HTRC releases powerful computational tool for digital humanities scholars

Stephen Downie
J. Stephen Downie, Professor, Associate Dean for Research, and Co-Director of the HathiTrust Research Center

The HathiTrust Research Center is pleased to announce the release of its Extracted Features Dataset, a dataset derived from 4.8 million public domain volumes, totaling over 1.8 billion pages currently available in the HathiTrust Digital Library collection. The dataset includes over 734 billion words, dozens of languages, and spans multiple centuries.

The release of this dataset enables analytical work by a single researcher at a scale that, before now, had been virtually impossible. Humanities scholars can analyze all or part of the data to make new discoveries and further understanding about history, culture, and language.

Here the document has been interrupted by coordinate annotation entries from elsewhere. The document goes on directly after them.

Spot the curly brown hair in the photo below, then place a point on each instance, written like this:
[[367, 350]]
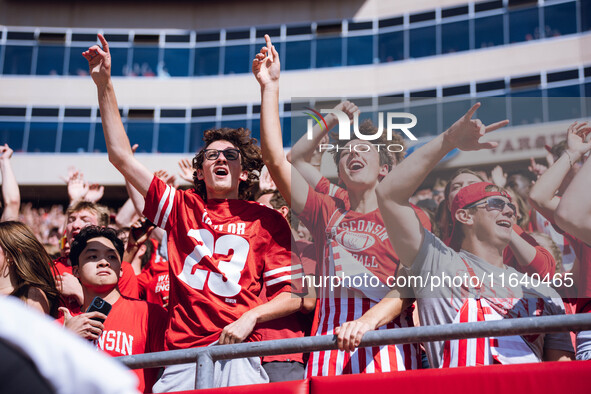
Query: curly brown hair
[[29, 263], [251, 158], [367, 128]]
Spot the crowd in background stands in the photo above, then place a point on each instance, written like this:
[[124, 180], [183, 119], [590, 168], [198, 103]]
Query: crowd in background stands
[[164, 241]]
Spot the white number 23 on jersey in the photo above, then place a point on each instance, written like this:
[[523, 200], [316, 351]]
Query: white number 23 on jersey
[[197, 278]]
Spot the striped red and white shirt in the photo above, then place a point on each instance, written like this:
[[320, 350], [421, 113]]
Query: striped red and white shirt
[[220, 253], [484, 351]]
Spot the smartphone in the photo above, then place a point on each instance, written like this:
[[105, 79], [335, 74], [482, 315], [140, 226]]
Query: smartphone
[[138, 232], [99, 305]]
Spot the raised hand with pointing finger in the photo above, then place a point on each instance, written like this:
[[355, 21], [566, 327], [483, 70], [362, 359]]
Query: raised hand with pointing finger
[[99, 62]]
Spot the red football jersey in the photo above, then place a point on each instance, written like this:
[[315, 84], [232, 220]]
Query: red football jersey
[[134, 327], [220, 253], [352, 239]]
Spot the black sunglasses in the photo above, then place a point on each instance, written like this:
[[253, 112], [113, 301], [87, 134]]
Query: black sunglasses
[[229, 153], [495, 203]]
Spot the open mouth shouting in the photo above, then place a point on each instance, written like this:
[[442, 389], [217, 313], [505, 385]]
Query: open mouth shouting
[[220, 171], [355, 165], [504, 223]]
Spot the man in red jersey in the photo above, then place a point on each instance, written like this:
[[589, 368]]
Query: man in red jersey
[[221, 248], [132, 326], [357, 241], [79, 215]]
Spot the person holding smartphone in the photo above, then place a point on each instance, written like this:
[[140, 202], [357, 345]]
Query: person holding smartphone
[[132, 326]]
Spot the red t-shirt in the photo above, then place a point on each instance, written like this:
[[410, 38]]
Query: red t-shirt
[[361, 239], [134, 327], [341, 197], [158, 287], [296, 325], [220, 253]]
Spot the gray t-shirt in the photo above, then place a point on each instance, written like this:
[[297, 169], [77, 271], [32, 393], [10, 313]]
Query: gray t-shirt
[[439, 300]]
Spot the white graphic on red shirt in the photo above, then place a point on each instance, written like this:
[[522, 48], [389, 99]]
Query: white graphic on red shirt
[[231, 247]]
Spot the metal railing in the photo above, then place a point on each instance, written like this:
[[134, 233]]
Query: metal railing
[[206, 356]]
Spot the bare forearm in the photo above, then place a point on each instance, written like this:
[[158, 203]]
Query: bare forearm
[[405, 178], [272, 142], [136, 198], [524, 252], [282, 305], [10, 191], [116, 139], [574, 211], [388, 309], [303, 149], [543, 193]]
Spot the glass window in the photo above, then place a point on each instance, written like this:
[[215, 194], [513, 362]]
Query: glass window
[[75, 137], [11, 133], [493, 109], [453, 110], [298, 55], [234, 124], [564, 103], [237, 59], [78, 64], [50, 60], [524, 25], [119, 66], [207, 61], [426, 120], [196, 136], [99, 139], [488, 32], [455, 37], [328, 52], [145, 61], [359, 50], [176, 63], [560, 19], [586, 16], [171, 137], [526, 107], [17, 60], [422, 42], [141, 133], [391, 46], [42, 137]]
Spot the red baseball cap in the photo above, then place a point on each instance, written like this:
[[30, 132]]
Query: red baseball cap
[[471, 194]]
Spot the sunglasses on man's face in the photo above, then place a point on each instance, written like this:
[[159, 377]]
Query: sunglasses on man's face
[[494, 203], [229, 153]]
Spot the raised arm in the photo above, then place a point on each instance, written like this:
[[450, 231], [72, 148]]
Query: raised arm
[[304, 155], [290, 184], [543, 194], [404, 228], [118, 147], [574, 211], [10, 192]]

“Large views of our published literature are extremely valuable for observing historic, cultural, and linguistic trends. This dataset addresses and solves common problems that researchers face including access to that literature, the technical obstacles to processing it, and the copyright issues involved when working with consumable—that is, individually readable—books,” said Peter Organisciak, doctoral candidate at the Graduate School of Library and Information Science (GSLIS) at Illinois and researcher on the project.

Researchers from GSLIS, the Illinois Informatics Initiative, and the Department of English at Illinois contributed to the creation of the dataset. After writing the code that identifies the many facets of the text, the team processed the enormous amount of data using Blue Waters, one of the most powerful supercomputers in the world, located at the National Center for Supercomputing Applications (NCSA) on the Illinois campus.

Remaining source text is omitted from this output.